The rationale for the use of RA in highly calcified lesions before stent implantation is based on the assumption that the following risks will be reduced: (1) risk of acute occlusion, resulting in a smoother lumen, with less barotrauma; (2) risk of in-stent restenosis, increasing luminal gain and decreasing residual plaque; and (3) risk of stent thrombosis through improved stent expansion and apposition.2 Additionally, highly calcified lesions can pose a particular threat to drug-eluting stents, as they could damage the polymeric coating,4 with consequent diffusion of antiproliferative agent to the vessel wall, leading to reduced device efficacy.

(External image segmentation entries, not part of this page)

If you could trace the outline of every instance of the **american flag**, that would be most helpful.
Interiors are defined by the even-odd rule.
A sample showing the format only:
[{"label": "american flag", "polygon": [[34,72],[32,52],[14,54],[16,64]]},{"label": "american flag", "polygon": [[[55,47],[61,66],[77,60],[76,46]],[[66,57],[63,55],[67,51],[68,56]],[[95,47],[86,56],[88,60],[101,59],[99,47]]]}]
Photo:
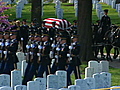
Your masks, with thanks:
[{"label": "american flag", "polygon": [[45,26],[48,28],[52,27],[52,22],[56,22],[56,27],[60,30],[67,30],[71,26],[71,23],[65,19],[47,18],[43,21],[46,21]]}]

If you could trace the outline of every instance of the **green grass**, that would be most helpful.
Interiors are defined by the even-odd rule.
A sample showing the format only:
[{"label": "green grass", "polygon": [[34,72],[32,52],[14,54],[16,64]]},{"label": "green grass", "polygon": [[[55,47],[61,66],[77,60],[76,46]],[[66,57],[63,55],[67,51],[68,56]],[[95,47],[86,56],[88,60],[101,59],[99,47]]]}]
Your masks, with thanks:
[{"label": "green grass", "polygon": [[[120,26],[120,17],[118,17],[118,13],[115,9],[112,9],[111,6],[106,5],[104,3],[102,4],[102,8],[104,9],[109,9],[109,16],[111,18],[111,21],[113,24],[119,25]],[[14,5],[12,5],[13,7],[6,11],[5,14],[12,14],[12,16],[10,16],[10,19],[14,19],[16,18],[16,13],[15,13],[15,7]],[[49,4],[45,4],[44,5],[44,16],[42,17],[43,19],[45,18],[56,18],[55,16],[55,4],[53,3],[49,3]],[[67,19],[68,21],[70,21],[71,23],[73,23],[72,21],[77,19],[77,17],[75,17],[75,10],[74,10],[74,6],[72,6],[69,3],[62,3],[62,9],[64,9],[64,18]],[[31,4],[27,4],[25,5],[25,8],[22,11],[22,18],[20,18],[19,20],[22,19],[27,19],[28,22],[30,23],[30,18],[31,18]],[[92,23],[96,23],[96,20],[98,20],[98,17],[96,15],[96,10],[93,9],[92,10]],[[87,67],[87,63],[83,62],[83,65],[81,65],[81,75],[82,75],[82,79],[85,77],[84,73],[85,73],[85,68]],[[111,68],[110,67],[110,73],[112,74],[112,85],[120,85],[120,69],[115,69],[115,68]],[[74,82],[75,77],[74,75],[72,75],[72,82]]]}]

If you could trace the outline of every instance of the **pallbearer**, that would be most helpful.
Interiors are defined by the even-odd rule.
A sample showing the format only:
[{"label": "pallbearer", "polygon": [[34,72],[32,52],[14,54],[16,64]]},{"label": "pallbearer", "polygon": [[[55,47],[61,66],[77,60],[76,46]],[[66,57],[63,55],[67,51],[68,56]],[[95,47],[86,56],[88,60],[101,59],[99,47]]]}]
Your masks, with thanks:
[{"label": "pallbearer", "polygon": [[3,69],[4,74],[10,74],[10,72],[17,68],[16,63],[18,62],[18,58],[16,56],[16,52],[18,49],[18,41],[17,41],[17,31],[11,31],[9,33],[5,33],[5,48],[4,48],[4,60],[5,66]]},{"label": "pallbearer", "polygon": [[50,42],[49,35],[43,34],[42,36],[43,45],[38,48],[41,49],[41,58],[39,60],[39,68],[37,77],[43,77],[43,73],[46,72],[46,75],[50,74]]},{"label": "pallbearer", "polygon": [[3,72],[3,68],[5,65],[5,62],[3,60],[3,49],[4,49],[4,39],[3,39],[3,31],[0,31],[0,74]]},{"label": "pallbearer", "polygon": [[26,48],[27,48],[26,56],[27,56],[28,65],[25,70],[25,75],[23,79],[24,85],[26,85],[28,81],[31,81],[34,75],[36,75],[36,70],[38,68],[38,63],[37,63],[38,44],[36,44],[36,42],[39,41],[38,37],[40,36],[38,35],[29,36],[30,40],[28,41],[28,44],[26,45]]},{"label": "pallbearer", "polygon": [[80,44],[78,43],[78,36],[73,35],[72,36],[72,43],[69,46],[69,54],[68,54],[68,69],[67,69],[67,84],[72,85],[70,75],[72,71],[75,73],[76,79],[81,79],[80,76],[80,67],[81,61],[79,59],[79,53],[80,53]]},{"label": "pallbearer", "polygon": [[62,37],[60,44],[56,47],[57,70],[66,70],[67,53],[68,45],[66,44],[66,37]]}]

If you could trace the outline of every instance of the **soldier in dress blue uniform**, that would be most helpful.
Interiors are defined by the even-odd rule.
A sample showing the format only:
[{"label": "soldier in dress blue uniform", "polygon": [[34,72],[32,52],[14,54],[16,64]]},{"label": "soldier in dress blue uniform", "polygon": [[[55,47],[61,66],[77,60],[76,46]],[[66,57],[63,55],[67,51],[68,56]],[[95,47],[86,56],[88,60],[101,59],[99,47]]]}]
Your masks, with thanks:
[{"label": "soldier in dress blue uniform", "polygon": [[55,39],[56,32],[58,31],[58,29],[55,27],[55,25],[56,25],[56,22],[52,22],[52,27],[49,28],[49,31],[48,31],[51,43]]},{"label": "soldier in dress blue uniform", "polygon": [[51,44],[51,52],[52,52],[52,62],[51,62],[51,74],[54,74],[57,71],[57,58],[55,58],[55,54],[57,54],[56,48],[60,45],[60,41],[61,41],[61,36],[59,34],[56,34],[55,36],[55,40],[53,41],[53,43]]},{"label": "soldier in dress blue uniform", "polygon": [[26,45],[27,48],[26,57],[27,57],[28,65],[25,70],[24,79],[22,82],[23,85],[26,85],[28,81],[31,81],[33,79],[34,75],[36,75],[36,70],[38,68],[38,63],[37,63],[38,45],[35,43],[37,42],[38,39],[35,38],[36,36],[31,34],[29,36],[28,44]]},{"label": "soldier in dress blue uniform", "polygon": [[50,42],[49,35],[44,34],[42,36],[43,45],[38,48],[41,49],[41,58],[39,60],[39,68],[37,77],[43,77],[43,73],[46,72],[46,75],[50,74],[50,64],[51,60],[49,57],[50,53]]},{"label": "soldier in dress blue uniform", "polygon": [[80,69],[79,65],[81,65],[81,61],[79,59],[79,52],[80,52],[80,45],[78,43],[78,36],[73,35],[72,36],[72,43],[71,46],[69,46],[69,54],[68,54],[68,69],[67,69],[67,85],[72,85],[70,75],[72,71],[74,71],[75,78],[81,79],[80,76]]},{"label": "soldier in dress blue uniform", "polygon": [[26,45],[28,42],[28,34],[29,34],[29,26],[27,25],[26,19],[23,19],[22,26],[20,26],[20,38],[21,38],[22,50],[24,53],[26,51]]},{"label": "soldier in dress blue uniform", "polygon": [[66,70],[67,65],[67,53],[68,53],[68,45],[66,43],[66,37],[62,37],[60,44],[56,47],[56,63],[57,70]]},{"label": "soldier in dress blue uniform", "polygon": [[3,73],[3,68],[5,65],[4,56],[3,56],[3,48],[4,48],[4,38],[3,38],[3,31],[0,31],[0,74]]},{"label": "soldier in dress blue uniform", "polygon": [[[101,18],[100,20],[100,28],[101,31],[98,31],[100,33],[100,42],[103,43],[104,42],[104,36],[105,36],[105,33],[110,29],[110,26],[111,26],[111,19],[110,17],[108,16],[108,9],[105,9],[104,10],[104,16]],[[103,48],[104,46],[102,45],[100,47],[101,49],[101,57],[104,58],[104,54],[103,54]]]},{"label": "soldier in dress blue uniform", "polygon": [[41,32],[41,34],[48,34],[48,30],[47,27],[45,26],[46,21],[42,22],[42,27],[39,29],[39,31]]},{"label": "soldier in dress blue uniform", "polygon": [[38,32],[38,27],[34,21],[31,22],[31,25],[29,26],[29,35],[35,34]]},{"label": "soldier in dress blue uniform", "polygon": [[71,26],[71,31],[70,31],[70,34],[73,35],[73,34],[77,34],[77,20],[74,20],[74,25]]},{"label": "soldier in dress blue uniform", "polygon": [[5,38],[4,48],[5,66],[3,69],[4,74],[10,74],[12,70],[17,69],[16,63],[18,62],[18,58],[16,56],[16,52],[18,49],[18,42],[16,38],[17,38],[16,31],[12,31],[10,33],[10,38]]}]

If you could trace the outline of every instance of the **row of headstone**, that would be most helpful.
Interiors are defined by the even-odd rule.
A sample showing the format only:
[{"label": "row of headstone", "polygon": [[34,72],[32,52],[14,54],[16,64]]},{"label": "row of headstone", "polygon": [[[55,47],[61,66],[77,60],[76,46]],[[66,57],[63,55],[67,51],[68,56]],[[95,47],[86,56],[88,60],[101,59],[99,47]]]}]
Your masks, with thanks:
[{"label": "row of headstone", "polygon": [[61,8],[61,1],[59,0],[55,0],[55,8],[56,8],[56,12],[55,15],[57,15],[58,19],[63,19],[63,9]]},{"label": "row of headstone", "polygon": [[85,68],[85,78],[92,77],[95,73],[109,72],[109,62],[108,61],[89,61],[88,67]]},{"label": "row of headstone", "polygon": [[28,4],[27,0],[18,0],[16,2],[16,18],[22,17],[22,9],[24,9],[25,4]]},{"label": "row of headstone", "polygon": [[47,76],[47,89],[59,89],[67,87],[67,72],[66,71],[56,71],[56,75]]},{"label": "row of headstone", "polygon": [[101,19],[102,16],[104,15],[104,12],[102,10],[102,5],[99,4],[98,1],[94,1],[93,2],[93,9],[96,9],[97,17],[99,19]]}]

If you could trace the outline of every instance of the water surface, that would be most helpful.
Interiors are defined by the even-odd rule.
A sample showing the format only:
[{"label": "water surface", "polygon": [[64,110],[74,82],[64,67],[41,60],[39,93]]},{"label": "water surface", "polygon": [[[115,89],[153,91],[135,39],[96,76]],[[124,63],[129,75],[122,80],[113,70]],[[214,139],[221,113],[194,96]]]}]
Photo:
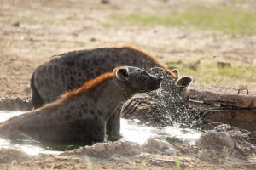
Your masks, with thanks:
[{"label": "water surface", "polygon": [[[24,111],[0,110],[0,122],[12,116],[18,116]],[[201,135],[199,131],[180,128],[178,124],[166,128],[153,128],[138,120],[121,119],[120,140],[129,141],[142,144],[150,137],[160,137],[169,142],[180,142],[193,144]],[[109,142],[109,141],[107,141]],[[86,143],[40,143],[37,141],[20,141],[19,143],[0,138],[1,148],[16,148],[29,155],[39,153],[60,153],[60,151],[79,148],[87,144]]]}]

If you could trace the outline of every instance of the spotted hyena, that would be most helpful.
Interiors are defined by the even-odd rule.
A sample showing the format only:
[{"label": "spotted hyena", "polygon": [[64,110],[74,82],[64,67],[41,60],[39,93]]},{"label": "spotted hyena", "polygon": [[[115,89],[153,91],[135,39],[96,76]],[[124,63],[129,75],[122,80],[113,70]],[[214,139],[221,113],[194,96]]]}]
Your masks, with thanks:
[{"label": "spotted hyena", "polygon": [[[160,77],[142,69],[118,67],[53,103],[0,123],[0,135],[39,141],[103,141],[106,123],[115,108],[136,93],[157,89],[160,82]],[[119,122],[112,122],[111,130],[119,130]]]},{"label": "spotted hyena", "polygon": [[101,48],[55,55],[39,65],[31,78],[32,104],[35,108],[41,107],[55,100],[63,92],[122,65],[146,71],[163,68],[172,77],[169,88],[177,88],[177,71],[170,71],[145,52],[132,47]]}]

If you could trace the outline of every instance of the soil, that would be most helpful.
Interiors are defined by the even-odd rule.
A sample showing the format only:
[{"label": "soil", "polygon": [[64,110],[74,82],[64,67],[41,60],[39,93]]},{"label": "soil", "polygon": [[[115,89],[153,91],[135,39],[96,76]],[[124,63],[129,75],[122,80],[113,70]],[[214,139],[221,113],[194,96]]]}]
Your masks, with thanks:
[{"label": "soil", "polygon": [[[256,64],[255,36],[190,32],[160,26],[138,27],[104,24],[108,22],[108,16],[112,14],[138,10],[143,14],[165,14],[187,2],[130,0],[124,5],[123,1],[118,0],[111,0],[109,4],[102,4],[100,0],[1,0],[0,97],[30,96],[29,81],[32,71],[50,56],[102,46],[135,45],[163,63],[177,58],[216,55],[224,60]],[[216,2],[219,1],[210,1]],[[176,167],[175,156],[157,151],[148,153],[138,146],[120,142],[113,144],[113,148],[102,152],[84,147],[60,156],[32,156],[12,149],[0,149],[0,169],[9,169],[10,164],[13,164],[10,169],[49,169],[52,165],[54,169],[85,169],[89,168],[84,158],[85,153],[96,169],[137,169],[139,165],[142,169]],[[173,147],[177,150],[182,168],[230,169],[234,162],[237,164],[235,169],[255,167],[255,156],[254,160],[231,156],[224,159],[219,156],[222,152],[213,153],[195,145],[176,144]]]}]

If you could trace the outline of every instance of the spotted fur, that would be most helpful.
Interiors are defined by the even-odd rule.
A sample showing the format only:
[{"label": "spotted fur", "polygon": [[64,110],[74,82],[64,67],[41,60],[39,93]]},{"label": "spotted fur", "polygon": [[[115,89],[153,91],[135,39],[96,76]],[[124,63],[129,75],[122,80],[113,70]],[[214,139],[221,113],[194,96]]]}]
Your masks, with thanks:
[{"label": "spotted fur", "polygon": [[[113,71],[113,68],[130,65],[148,71],[161,67],[173,79],[172,72],[146,52],[134,47],[124,46],[73,51],[52,57],[39,65],[31,78],[32,100],[35,108],[55,100],[63,92],[77,88],[90,79]],[[173,88],[174,83],[171,84]]]},{"label": "spotted fur", "polygon": [[[139,68],[119,67],[67,92],[54,103],[0,123],[0,136],[18,140],[102,141],[106,124],[120,103],[136,93],[157,89],[160,82],[160,77]],[[112,120],[112,130],[119,130],[115,125],[119,119]]]}]

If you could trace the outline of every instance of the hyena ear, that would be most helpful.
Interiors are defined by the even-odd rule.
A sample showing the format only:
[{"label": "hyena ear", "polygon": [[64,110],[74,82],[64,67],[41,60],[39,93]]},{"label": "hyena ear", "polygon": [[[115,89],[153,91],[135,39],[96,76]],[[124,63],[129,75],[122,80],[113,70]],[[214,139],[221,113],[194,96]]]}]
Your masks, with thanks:
[{"label": "hyena ear", "polygon": [[189,87],[193,82],[192,78],[189,76],[183,76],[177,81],[177,85],[179,87]]},{"label": "hyena ear", "polygon": [[177,69],[173,69],[172,70],[172,71],[175,74],[175,76],[177,76],[177,79],[178,78],[178,71]]},{"label": "hyena ear", "polygon": [[124,67],[115,68],[113,71],[115,72],[116,77],[120,81],[128,80],[129,72],[127,67],[124,66]]}]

RA and drug-eluting stents are complementary techniques in highly calcified lesions. Observational studies have shown the safety and efficacy of RA strategy followed by drug-eluting stents in the treatment of calcified lesions, with good long-term clinical results.5–7 Dardas et al.,8 using this combined strategy in highly calcified stenoses, showed that the mortality and major adverse cardiac events were very low (3.8% and 14.9%, respectively) in a mean follow-up of 49 months.

Conversely, no benefit was demonstrated in the ROTAXUS (Rotational Atherectomy Prior to Taxus Stent Treatment for Complex Native Coronary Artery Disease) study,9 in which the RA before the drug-eluting stent implantation was not superior to stent implantation without previous RA in reducing the primary endpoint of late in-stent lumen loss at 9 months of follow-up. It is noteworthy that, in that study, the mean lesion lenght was 20mm. In the present study, the lesions, in addition to being highly calcified, were very extensive; their anatomical profile was more severe when compared to those in the ROTAXUS study. Furthermore, in the ROTAXUS study, the acute gain that was initially obtained was counterbalanced by the greater late lumen loss at follow-up, with a neutral effect on restenosis. Due to the scarcity of data in the literature, only new randomized clinical trials will be able to properly evaluate these approaches.

Finally, the use of PCI, which was exceptionally performed in this case with adjunctive RA to prepare the lesions for subsequent drug-eluting stent implantation, demonstrates that it is possible to adopt this technique for percutaneous treatment in unfavorable and complex cases.

None declared.

The authors declare no conflicts of interest.